1 Peter Lesson 10 The Shifting Reference Point
1-peter-lesson-10-shifting
A STUDY OF FIRST PETER: THE RHETORICAL UNIVERSE
BY J. MICHAEL STRAWN
ANALOG INTELLIGENCE AND THE SHIFTING REFERENCE POINT:
1 PETER 2:4-10
INTRODUCTION AND TERMINOLOGY:
The section of Scripture in 1 Peter 2:1-4 seems to produce a junction in the way that it does not immediately seem to be linked to the material that precedes it. However, a careful examination of the nature of the Kingdom of God reveals that the Kingdom itself provides a visible reference point for us. As the external world becomes increasingly transparent to the believer, the Kingdom becomes more obviously a reference. Later, in verse 10 of this chapter, Peter will show the results the shifting of reference points with revealing language: “once you were not. . .now you have received.”
In the shifting of reference points, analog intelligence recognizes that by eternal fiat, all of the reference points for a Christian undergo change. There are new, eternal parameters; new purpose and result of being able to declare His praises. Societal acceptance loses its luster. What we once considered to be significant social issues and what we thought we personally required for survival are all measured in relationship to eternal reference points. Paul showed this when he confessed that for him, to live was Christ, and to die was gain. He was mirroring the attitudes of Jesus Himself who declared that He didn’t do anything on His own but only those things which would further the Father’s agenda.
SCRIPTURE TEXT:
As you come to Him, the living Stone–rejected by men but chosen by God and precious to Him–you, also, like living stones, are being built into a spiritual house to be a holy priesthood, offering spiritual sacrifices acceptable to God though Jesus Christ. For in Scripture it says:
See, I lay a stone in Zion,
a chosen and precious cornerstone,
and the one who trusts in Him will never be put to shame.

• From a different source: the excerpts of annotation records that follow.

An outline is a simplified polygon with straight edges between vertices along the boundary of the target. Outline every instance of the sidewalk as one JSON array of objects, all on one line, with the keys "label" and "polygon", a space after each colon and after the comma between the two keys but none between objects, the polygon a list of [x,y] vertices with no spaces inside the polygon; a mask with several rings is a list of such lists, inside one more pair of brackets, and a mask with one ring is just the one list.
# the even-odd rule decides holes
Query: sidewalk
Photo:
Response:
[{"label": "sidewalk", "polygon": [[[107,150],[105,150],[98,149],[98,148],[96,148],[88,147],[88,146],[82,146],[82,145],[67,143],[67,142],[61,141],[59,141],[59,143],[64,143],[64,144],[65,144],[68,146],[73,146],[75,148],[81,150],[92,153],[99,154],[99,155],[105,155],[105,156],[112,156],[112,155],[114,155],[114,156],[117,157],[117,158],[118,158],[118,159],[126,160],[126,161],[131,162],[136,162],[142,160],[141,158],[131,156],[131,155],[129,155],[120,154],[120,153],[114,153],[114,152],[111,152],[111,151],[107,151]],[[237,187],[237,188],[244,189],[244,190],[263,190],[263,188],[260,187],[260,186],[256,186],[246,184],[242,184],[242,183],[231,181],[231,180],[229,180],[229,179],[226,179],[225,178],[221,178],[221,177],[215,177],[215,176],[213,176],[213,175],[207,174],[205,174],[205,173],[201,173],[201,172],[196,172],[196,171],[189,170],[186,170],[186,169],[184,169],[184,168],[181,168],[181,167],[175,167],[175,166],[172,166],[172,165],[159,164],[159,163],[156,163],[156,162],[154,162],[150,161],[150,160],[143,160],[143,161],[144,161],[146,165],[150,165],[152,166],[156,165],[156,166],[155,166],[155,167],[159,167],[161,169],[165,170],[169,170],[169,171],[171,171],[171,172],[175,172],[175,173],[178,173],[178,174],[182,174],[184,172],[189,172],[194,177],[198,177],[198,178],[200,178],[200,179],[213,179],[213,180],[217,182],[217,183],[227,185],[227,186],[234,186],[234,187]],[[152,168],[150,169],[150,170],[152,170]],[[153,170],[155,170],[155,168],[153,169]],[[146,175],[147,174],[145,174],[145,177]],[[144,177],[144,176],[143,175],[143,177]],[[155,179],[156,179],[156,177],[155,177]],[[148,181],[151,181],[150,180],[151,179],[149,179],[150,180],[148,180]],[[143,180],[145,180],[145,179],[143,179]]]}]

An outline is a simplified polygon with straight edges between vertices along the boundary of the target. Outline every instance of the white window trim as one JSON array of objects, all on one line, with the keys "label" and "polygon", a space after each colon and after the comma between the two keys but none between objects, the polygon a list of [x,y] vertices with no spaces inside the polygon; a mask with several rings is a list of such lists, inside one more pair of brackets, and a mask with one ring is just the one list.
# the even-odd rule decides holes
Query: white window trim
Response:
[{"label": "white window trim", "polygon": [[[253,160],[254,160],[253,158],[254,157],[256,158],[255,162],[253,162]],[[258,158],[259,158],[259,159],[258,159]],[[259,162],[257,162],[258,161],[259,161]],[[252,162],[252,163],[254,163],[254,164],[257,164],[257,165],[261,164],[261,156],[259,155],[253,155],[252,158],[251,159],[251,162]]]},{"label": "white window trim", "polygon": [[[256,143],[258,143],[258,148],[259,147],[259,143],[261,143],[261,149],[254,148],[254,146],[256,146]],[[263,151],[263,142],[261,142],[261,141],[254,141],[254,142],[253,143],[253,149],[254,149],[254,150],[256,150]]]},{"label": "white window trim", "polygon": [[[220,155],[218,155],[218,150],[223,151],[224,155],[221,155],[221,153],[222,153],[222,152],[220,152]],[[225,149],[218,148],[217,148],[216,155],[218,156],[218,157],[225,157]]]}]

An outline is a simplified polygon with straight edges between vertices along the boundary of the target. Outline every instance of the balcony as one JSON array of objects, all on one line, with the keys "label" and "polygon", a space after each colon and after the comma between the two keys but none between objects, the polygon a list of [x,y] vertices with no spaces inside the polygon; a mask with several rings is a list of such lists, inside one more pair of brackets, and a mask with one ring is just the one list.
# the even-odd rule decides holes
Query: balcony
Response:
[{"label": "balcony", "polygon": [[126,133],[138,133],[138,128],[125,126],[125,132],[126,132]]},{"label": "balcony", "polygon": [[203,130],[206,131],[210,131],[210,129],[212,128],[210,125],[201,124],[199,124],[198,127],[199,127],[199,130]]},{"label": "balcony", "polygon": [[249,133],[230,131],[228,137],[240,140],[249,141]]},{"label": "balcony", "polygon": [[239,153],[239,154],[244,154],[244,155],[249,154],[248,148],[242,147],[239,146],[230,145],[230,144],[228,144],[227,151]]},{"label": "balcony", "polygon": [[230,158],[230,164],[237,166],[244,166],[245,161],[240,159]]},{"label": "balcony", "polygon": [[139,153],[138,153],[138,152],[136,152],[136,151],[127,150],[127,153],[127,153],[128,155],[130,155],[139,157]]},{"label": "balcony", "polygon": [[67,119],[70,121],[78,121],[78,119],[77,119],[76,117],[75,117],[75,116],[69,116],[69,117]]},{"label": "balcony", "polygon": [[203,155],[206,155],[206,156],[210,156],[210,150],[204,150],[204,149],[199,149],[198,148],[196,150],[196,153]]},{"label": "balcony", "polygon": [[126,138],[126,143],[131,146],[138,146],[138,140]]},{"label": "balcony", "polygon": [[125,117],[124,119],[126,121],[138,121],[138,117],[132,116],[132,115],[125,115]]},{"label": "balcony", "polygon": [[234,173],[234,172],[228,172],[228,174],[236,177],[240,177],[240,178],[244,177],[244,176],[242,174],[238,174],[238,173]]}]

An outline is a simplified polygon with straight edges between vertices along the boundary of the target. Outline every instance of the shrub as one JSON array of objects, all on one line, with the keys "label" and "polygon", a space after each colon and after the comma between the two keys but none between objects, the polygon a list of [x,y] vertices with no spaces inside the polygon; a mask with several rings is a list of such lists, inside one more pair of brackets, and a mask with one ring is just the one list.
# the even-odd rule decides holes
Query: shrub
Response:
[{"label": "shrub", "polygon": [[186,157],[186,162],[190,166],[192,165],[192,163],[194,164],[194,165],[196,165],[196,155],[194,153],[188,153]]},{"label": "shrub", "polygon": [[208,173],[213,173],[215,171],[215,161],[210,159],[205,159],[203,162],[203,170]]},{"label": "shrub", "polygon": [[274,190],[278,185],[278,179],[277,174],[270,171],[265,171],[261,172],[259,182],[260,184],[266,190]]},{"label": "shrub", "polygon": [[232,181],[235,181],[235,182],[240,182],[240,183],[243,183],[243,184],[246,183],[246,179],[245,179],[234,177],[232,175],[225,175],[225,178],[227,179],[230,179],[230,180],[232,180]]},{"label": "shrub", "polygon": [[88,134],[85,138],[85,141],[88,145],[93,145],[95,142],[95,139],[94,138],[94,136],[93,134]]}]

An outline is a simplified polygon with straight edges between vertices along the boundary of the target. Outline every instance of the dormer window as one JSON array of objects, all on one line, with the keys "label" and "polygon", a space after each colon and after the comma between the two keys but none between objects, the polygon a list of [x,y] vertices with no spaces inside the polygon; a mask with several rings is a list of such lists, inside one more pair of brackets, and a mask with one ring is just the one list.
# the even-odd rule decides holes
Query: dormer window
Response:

Now to you who do not believe:
The stone which the builders rejected
has become the capstone.
and,
A stone that causes men to stumble
and a rock that makes them fall.
They stumble because they disobey the message–which is also what they were destined for. But you are a chosen people, a royal priesthood, a holy nation, a people belonging to God, that you may declare the praises of him who called you out of darkness into his wonderful light. Once you were not a people, but now you are the people of God; once you had not received mercy, but now you have received mercy.
–1 Peter 1:4-10
ELEMENTS OF THE THEMATIC:
The thematic illustrates the visual image portrayed by this passage. At the foundation of the structure is Jesus Christ. By means of outside action of God (the verb, “are being built” is a passive one), individual believers are placed into the structure that we call a Kingdom, fitting exactly as the Lord would have us, providing support and structure for those around us.
Once a believer is placed in this ordered structure, it surrounds the believer. Though it is invisible, the Kingdom provides a reference point for the believer that becomes increasingly more significant as the Christian realizes his role as stone, priest, sacrificer, chosen, possessed by God, a people who have received mercy.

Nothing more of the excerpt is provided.